Was macht ein*e Tatortreiniger*in?

Bjarne Mädel als Heiko „Schotty“ Schotte – vermutlich jede*r kennt den Hauptdarsteller der NDR Serie „Der Tatortreiniger“ und seine schrägen Begegnungen während seiner Arbeit als Tatortreiniger. Was die wenigsten wissen: den Beruf gibt es in Wirklichkeit.

Was macht ein*e Tatortreiniger*in?

Berufsbild Tatortreiniger*in

Wenn an Orten des Verbrechens, von Unfällen oder Todesfällen Spuren und Rückstände beseitigt werden müssen, dann sind sie zur Stelle.

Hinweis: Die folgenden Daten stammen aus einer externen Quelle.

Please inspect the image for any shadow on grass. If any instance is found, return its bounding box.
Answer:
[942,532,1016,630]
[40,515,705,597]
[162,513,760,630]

Das Vielseitige und Spannende an dem Beruf bleibt der Einsatzort. Man weiß als Tatortreiniger*in nie Bescheid um welchen Ort es sich dabei handelt. Eine hohe Toleranzgrenze für Geruch und Ekel, sowie ein Fingerspitzengefühl, Empathie und Flexibilität bedarf es, um diesen Beruf auszuüben. Es handelt sich hierbei meist um einen sehr belastenden Beruf.

Bevor ein Tatort betreten werden kann, müssen je nach Einsatzort und Schweregrad des Einsatzes verschiedene Vorkehrungen getroffen werden. Natürlich-verstorbene Personen werden nicht selten erst Wochen nach ihrem Tod entdeckt. Der*die Tatortreiniger*in muss auf alles vorbereitet sein: von Schutzanzügen und Schutzbrillen bis zu Atemwegsmasken. Neben der eigentlichen Berufsausübung hat der Schutz vor Krankheiten und Infektionen oberste Priorität.

Auf ein aufwendiges und intensives Reinigungsverfahren wird bei der Reinigung, oder auch Wiederherstellung genannt, zurückgegriffen. Wertgegenstände, wichtige Dokumente oder auch Körperteile werden während des Reinigungsprozesses oftmals gefunden. Diese werden in einen verschließbaren, nicht wieder zu öffnenden, Behälter gelegt und werden dann an Polizei, Notar, Rechtsanwalt übergeben oder in der Müllbeseitungsanlage verbrannt. Um alle Gerüche und andere Rückstände in der Luft zu eliminieren und die Wohnung rein übergeben werden kann, werden am Ende in den Räumen Desinfektoren aufgestellt. 


Die Aufgaben von Tatortreiniger*innen

Die Aufgaben können je nach genauem Einsatzgebiet variieren. Nachfolgend soll nur ein grober Überblick über allgemeine Aufgaben gegeben werden.

  • Begutachtung des Leichenfundortes und den Grad der Verunreinigung bestimmen
  • Abtransport von verunreinigten Gegenständen koordinieren
  • Anforderung von weiterem Spezialpersonal bei Bedarf
  • Reinigungsablauf
  • Transport des Arbeitsmaterials, wie Geräte, Putzmittel, Schutzanzüge, Masken, …
  • Reinigung des gesamten Leichenfundortes
  • Sichern und übergeben von Wertgegenständen, Dokumenten, etc. an die Polizei, Notar, Rechtsanwalt oder die Hinterbliebenen
  • Aufgefundene Körperteile der Polizei oder dem Bestatter übergeben
  • Entsorgung sämtlichen Mobiliars bei Messie-Wohnungen
  • Entsorgung von Reinigungsmaterial wie Schwämme, Tücher, Spachtel, …
  • Wartung und Lagerung von Reinigungs- und Desinfektionsmittel, Geräten, Schutzanzüge und -masken

Die Ausbildung, Berufsaussichten und Karrierechancen

Es benötigt besondere Kenntnisse und geschulte Fähigkeiten für die Ausübung des Berufes. Daher bietet sich eine (duale) Ausbildung zum Gebäudereiniger an. Anschließend kann eine Weiterbildung zum staatlich geprüften Desinfektor abgelegt werden. Hier werden wichtige Zusatzqualifikationen in Bereichen der Hygiene und Desinfektion erlernt, die für den Tatortreiniger unerlässlich sind.

Das Berufsfeld des Tatortreingers wird immer größer, daher stehen die Berufschancen nicht schlecht. Die Möglichkeit einer Ausbildung besteht zum Teil in großen Städten. Die Auszubildenen sind dabei in der Berufsschule der Gebäudereiniger untergebracht und das Hauptaugenmerk des Tatortreinigens wird dann im Betrieb vertieft.


Das Gehalt von Tatortreiniger*innen

Tatortreiniger*innen verdienen in Österreich durchschnittlich ein Bruttogehalt von € 2.700 bis € 3.200,- pro Monat. Der tatsächliche Betrag kann aber von Unternehmen zu Unternehmen stark variieren.